The United Nations Declaration on the Rights of Peasants (UNDROP) provides a framework for transforming “the corporate-led industrial system to a more socially just and ecologically sustainable food system,” according to University of Manitoba Prof. Annette Desmarais. She chaired an online panel discussion Feb. 24, 2021, about what the relatively new document might mean for Canada.

People of the land

UNDROP defines a peasant as “any person who engages or who seeks to engage alone, or in association with others or as a community, in small-scale agricultural production for subsistence and/or for the market, and who relies significantly, though not necessarily exclusively, on family or household labour and other non-monetized ways of organizing labour, and who has a special dependency on and attachment to the land.”

History of UNDROP

Early negotiations around developing international instruments to support farmers and peasants began at the turn of the 21st century.

Geneviève Savigny, a leading member in La Vía Campesina’s Peasant Rights Collective, said the 2008 food crisis helped catalyze international recognition of the importance of food security.

“In September 2012, there was a resolution passed in the United Nations Human Rights Council to establish the first Open-Ended Intergovernmental Working Group (OEIWG) to start negotiating, finalizing and to submit a draft of the declaration,” she said.

In five OEIWG sessions held between 2013 and 2018, the intended scope of the declaration was expanded to include fishermen, pastoralists, Indigenous peoples and other food producers.

The final draft of the declaration included 28 articles ranging from the rights to natural resources and development, to the rights to education and training.

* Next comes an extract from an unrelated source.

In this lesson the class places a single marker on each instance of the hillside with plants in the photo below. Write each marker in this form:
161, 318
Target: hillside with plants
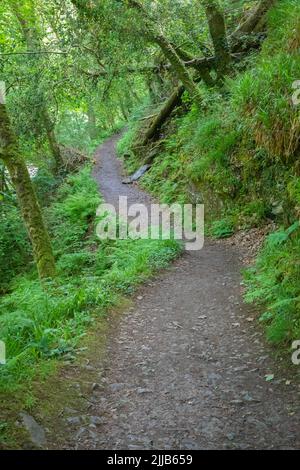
238, 154
204, 95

It passed in the UN General Assembly Dec. 18, 2018.

Canada abstained from the vote.

UNDROP in Canada

The Canadian constitution divides jurisdiction over work on farms between the federal and provincial governments.

Nadia Lambek, chair of the Canadian Association for Food Law and Policy, said provincial employment standards legislation excludes farm workers. This means there are no maximum hours of work, no legislated rest periods and no minimum wage.

“An employer can have an employee work for 14 days straight without any overtime and without any public holidays,” she said.

In 2011, the Supreme of Canada ruled that farm workers do not have the right to unionize and bargain collectively.

Although Canada abstained from the declaration vote, National Farmers Union Youth Vice-President Jessie MacInnis said UNDROP can still be used a “legal tool for change.”

“Many of the rights violations often assumed to be closely associated with lower-income countries are actually well and alive here in Canada,” she said.

MacInnis highlighted that the movement for food sovereignty underway in Canada signals a shift from a market-based approach to agricultural policy. To steer this momentum towards reform, MacInnis suggests using the language of the declaration as a “rallying point.”

“In my opinion, the declaration is really the best holistic framework to address the rights violations that the peasant farmers and farmworkers in Canada are experiencing today,” she said.